According to sources familiar with the matter, report Bloomberg (gated), the National Financial Regulatory Administration (NFRA) issued guidance last week extending rules that permit the transfer and sale of soured personal loans and non-performing single-borrower corporate loans beyond their original end-2025 deadline. The policy, first introduced in early 2021, had been due to expire next year.
The extension highlights regulators’ growing concern over deteriorating asset quality, particularly in consumer finance. Rising defaults on credit cards and other personal loans have become a notable strain for banks, even as broader economic conditions remain uneven and household confidence fragile. By allowing greater flexibility in offloading bad assets, authorities are seeking to prevent further pressure on capital ratios and preserve financial stability.

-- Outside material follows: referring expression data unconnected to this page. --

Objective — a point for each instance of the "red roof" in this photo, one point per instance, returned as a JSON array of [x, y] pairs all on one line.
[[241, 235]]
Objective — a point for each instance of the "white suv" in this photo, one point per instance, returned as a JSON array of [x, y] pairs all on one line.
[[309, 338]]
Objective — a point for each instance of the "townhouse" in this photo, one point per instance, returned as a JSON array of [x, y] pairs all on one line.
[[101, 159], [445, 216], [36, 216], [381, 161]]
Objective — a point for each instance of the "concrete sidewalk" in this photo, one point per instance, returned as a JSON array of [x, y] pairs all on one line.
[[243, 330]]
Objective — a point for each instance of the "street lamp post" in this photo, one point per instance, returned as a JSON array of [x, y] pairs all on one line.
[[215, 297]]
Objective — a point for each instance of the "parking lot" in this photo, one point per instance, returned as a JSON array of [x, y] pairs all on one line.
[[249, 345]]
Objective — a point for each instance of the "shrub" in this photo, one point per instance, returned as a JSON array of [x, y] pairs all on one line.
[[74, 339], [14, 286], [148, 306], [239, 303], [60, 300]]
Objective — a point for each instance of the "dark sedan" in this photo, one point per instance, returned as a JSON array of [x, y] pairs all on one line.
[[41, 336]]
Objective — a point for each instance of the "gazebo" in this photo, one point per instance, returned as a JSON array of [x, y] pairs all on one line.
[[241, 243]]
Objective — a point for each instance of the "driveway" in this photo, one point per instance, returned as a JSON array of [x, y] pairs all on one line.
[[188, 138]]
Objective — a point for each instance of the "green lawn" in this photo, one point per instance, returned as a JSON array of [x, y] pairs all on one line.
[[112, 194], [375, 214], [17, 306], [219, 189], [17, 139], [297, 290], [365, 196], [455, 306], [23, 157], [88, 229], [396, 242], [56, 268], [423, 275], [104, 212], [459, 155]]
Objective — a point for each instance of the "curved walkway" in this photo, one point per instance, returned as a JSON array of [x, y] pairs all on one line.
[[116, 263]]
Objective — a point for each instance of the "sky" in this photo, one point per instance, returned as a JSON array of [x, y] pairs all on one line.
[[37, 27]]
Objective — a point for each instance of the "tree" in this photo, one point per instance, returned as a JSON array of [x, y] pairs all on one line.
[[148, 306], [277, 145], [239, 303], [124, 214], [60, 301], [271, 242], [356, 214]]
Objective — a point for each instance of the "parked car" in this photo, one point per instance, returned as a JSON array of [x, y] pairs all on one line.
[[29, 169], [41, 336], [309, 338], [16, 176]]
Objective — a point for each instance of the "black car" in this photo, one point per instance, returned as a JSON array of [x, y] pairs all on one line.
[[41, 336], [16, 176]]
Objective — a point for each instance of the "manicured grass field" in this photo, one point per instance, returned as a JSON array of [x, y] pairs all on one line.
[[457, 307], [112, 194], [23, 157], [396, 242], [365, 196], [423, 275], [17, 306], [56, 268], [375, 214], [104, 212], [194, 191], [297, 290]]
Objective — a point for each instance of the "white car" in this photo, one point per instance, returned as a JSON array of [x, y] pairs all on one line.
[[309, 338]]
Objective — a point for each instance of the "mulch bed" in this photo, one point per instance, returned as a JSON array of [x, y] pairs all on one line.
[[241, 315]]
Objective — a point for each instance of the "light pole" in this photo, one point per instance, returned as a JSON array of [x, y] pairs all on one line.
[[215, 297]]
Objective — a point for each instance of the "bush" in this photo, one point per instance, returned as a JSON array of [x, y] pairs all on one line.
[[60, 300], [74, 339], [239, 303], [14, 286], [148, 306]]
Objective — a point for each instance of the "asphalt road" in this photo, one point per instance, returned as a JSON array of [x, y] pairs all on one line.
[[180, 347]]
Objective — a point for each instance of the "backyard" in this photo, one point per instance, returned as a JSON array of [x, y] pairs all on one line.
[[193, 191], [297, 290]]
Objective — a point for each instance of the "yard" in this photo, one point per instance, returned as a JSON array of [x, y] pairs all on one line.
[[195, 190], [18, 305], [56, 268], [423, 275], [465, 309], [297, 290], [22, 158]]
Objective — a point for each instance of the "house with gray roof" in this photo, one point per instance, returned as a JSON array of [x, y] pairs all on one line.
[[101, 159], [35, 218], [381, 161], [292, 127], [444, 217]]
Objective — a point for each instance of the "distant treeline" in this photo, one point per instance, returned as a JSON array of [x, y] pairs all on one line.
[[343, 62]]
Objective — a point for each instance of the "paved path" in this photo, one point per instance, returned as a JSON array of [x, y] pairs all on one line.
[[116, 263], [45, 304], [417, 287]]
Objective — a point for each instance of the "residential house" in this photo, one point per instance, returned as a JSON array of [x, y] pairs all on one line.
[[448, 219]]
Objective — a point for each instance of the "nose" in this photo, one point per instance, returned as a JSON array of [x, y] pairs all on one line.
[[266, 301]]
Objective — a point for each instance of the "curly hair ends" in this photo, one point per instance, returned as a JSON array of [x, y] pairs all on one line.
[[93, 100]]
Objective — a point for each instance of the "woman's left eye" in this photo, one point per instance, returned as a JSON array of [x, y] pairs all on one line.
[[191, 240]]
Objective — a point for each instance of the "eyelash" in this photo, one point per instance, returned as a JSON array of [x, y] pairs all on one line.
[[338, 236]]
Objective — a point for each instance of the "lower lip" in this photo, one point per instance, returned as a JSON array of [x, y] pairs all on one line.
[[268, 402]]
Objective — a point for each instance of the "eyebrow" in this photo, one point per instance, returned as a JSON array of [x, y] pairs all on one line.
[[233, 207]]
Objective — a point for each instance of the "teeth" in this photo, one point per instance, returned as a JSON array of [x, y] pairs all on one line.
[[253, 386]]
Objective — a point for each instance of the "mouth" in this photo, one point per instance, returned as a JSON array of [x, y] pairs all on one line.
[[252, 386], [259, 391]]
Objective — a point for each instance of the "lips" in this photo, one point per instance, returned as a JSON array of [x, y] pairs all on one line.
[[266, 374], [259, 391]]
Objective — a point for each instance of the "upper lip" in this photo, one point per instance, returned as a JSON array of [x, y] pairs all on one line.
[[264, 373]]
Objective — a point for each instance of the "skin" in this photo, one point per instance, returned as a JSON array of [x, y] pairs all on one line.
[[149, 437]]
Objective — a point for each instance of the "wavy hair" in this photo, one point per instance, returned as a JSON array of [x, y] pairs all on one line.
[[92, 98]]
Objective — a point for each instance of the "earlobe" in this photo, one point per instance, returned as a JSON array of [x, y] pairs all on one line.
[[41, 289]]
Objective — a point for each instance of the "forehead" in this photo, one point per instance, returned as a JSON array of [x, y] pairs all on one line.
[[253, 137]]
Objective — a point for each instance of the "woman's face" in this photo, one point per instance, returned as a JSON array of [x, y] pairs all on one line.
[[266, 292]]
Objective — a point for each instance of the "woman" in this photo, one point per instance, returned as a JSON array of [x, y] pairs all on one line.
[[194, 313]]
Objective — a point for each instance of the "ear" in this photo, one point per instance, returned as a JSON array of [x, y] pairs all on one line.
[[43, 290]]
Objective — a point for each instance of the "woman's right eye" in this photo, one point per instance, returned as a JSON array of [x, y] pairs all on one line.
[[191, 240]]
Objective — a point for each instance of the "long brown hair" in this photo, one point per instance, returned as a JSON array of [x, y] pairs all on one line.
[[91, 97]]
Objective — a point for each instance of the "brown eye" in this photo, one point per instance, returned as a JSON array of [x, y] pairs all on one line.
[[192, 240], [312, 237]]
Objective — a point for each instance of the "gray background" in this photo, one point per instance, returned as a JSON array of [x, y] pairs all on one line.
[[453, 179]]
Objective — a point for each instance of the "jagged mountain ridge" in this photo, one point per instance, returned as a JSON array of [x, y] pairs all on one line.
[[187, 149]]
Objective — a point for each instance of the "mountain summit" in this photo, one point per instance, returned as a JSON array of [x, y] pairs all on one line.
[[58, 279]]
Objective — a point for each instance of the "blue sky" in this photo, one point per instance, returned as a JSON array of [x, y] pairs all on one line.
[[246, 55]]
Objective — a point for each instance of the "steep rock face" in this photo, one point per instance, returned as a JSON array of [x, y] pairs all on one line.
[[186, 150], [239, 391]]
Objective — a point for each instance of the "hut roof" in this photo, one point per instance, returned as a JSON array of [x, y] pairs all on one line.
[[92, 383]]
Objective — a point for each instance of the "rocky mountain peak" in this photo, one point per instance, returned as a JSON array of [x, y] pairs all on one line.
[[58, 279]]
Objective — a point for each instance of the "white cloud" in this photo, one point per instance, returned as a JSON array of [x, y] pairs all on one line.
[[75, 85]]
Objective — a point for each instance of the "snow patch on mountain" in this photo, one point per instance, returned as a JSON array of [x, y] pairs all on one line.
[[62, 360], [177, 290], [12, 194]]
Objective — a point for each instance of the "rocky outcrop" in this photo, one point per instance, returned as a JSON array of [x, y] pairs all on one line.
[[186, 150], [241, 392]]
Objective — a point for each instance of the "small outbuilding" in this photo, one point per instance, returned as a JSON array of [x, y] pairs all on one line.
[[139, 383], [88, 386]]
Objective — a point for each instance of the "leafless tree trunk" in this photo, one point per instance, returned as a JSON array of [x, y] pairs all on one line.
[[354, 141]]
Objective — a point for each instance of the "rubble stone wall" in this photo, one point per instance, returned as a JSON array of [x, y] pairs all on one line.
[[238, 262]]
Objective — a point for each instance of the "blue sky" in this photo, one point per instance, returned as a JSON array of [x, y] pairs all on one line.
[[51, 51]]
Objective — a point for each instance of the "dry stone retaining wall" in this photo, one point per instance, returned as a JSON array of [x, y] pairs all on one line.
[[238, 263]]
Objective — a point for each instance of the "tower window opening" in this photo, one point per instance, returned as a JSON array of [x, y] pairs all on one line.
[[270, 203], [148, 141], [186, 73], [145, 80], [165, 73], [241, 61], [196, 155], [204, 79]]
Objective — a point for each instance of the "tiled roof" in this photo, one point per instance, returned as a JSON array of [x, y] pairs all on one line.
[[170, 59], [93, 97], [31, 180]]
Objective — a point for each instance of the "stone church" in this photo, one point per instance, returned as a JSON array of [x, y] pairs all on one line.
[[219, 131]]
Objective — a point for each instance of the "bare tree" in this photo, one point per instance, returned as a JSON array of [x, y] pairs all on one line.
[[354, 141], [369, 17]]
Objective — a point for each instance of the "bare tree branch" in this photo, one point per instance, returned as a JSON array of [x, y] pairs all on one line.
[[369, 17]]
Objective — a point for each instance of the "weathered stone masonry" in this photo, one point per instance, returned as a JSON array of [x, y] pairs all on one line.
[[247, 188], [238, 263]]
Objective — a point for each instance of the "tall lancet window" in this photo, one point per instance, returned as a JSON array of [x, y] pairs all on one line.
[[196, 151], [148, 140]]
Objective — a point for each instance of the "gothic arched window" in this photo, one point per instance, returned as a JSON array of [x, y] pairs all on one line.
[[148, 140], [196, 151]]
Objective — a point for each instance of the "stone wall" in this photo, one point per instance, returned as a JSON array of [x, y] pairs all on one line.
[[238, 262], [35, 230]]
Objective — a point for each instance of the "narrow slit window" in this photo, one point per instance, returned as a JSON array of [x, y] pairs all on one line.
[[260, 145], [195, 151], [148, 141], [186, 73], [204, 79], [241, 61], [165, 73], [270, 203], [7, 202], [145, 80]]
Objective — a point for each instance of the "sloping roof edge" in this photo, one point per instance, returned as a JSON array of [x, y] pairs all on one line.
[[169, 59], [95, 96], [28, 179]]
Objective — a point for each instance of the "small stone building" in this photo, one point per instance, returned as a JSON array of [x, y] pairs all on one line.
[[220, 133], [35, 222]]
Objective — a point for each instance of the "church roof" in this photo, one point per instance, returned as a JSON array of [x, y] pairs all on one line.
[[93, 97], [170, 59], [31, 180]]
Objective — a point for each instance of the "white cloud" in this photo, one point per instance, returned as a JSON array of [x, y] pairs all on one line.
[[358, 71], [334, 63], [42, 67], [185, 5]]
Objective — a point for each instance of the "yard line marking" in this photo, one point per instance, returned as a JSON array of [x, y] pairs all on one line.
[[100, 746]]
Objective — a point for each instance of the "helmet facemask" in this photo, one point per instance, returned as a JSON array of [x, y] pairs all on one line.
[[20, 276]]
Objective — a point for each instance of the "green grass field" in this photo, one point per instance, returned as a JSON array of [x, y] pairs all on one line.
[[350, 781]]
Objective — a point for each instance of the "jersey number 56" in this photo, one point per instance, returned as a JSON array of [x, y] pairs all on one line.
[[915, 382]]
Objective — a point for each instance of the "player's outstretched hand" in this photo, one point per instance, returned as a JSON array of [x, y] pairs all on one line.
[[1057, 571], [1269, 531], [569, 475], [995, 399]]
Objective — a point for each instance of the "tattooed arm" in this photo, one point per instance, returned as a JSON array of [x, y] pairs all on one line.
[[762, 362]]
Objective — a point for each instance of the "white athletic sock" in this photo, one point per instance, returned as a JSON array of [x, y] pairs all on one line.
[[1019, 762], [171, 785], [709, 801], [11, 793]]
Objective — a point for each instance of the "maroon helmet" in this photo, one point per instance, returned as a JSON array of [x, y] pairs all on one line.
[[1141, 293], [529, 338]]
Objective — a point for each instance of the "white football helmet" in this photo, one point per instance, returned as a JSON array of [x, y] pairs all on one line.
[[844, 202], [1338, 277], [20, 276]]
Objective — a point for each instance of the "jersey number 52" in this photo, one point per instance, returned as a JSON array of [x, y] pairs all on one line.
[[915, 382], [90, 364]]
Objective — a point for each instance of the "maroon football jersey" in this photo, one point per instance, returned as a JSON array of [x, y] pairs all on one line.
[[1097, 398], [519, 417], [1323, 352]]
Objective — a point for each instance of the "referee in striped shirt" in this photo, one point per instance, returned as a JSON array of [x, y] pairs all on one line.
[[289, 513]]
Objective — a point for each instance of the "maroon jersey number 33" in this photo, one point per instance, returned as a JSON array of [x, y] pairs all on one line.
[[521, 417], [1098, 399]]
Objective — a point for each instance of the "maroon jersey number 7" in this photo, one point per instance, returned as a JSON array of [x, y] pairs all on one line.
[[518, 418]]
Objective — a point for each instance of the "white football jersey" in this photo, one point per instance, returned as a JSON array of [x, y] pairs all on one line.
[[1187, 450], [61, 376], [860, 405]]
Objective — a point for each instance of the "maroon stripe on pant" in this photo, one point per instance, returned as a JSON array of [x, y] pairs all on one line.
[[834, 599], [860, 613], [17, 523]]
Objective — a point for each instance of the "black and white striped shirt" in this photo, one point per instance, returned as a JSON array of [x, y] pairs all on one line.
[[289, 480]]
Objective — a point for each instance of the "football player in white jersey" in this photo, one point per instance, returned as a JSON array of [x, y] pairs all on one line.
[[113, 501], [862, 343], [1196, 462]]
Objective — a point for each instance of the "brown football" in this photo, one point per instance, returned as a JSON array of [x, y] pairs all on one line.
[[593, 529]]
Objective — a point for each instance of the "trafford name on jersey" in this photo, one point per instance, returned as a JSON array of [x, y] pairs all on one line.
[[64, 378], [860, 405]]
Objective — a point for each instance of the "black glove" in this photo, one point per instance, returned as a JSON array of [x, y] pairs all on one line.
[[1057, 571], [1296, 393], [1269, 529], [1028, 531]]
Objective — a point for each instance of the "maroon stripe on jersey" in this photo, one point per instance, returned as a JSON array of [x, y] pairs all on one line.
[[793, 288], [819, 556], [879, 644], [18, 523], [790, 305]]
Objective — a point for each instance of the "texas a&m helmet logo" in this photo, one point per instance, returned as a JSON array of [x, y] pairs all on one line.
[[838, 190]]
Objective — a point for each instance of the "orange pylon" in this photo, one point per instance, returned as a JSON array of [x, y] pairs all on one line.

Chinese lenders have already stepped up efforts to clean up their balance sheets. Transfers and write-offs of distressed assets have accelerated sharply as net interest margins have fallen to record lows, squeezing profitability and reducing banks’ capacity to absorb losses organically. Official data cited by local media show transfers of bad personal loans reached 37 billion yuan in the first quarter of last year, more than eight times higher than the same period a year earlier.
Within that total, transfers of non-performing credit card loans rose to 5.19 billion yuan, underlining stress in unsecured consumer lending. The surge in activity points to a more proactive approach by banks to managing problem assets, though transparency has become more limited after the official credit asset transfer centre suspended regular disclosure of detailed figures.
For policymakers, the extension of the disposal framework reflects a balancing act. Regulators want banks to recognise and resolve bad loans more quickly, but without triggering a sharp tightening in credit conditions or undermining confidence in the financial system. Allowing continued asset transfers to specialised management firms provides a pressure valve at a time when economic recovery remains patchy.
Overall, the move reinforces Beijing’s message that financial stability remains a priority, even as rising defaults and weak margins underscore the challenges facing China’s banking sector in the current cycle.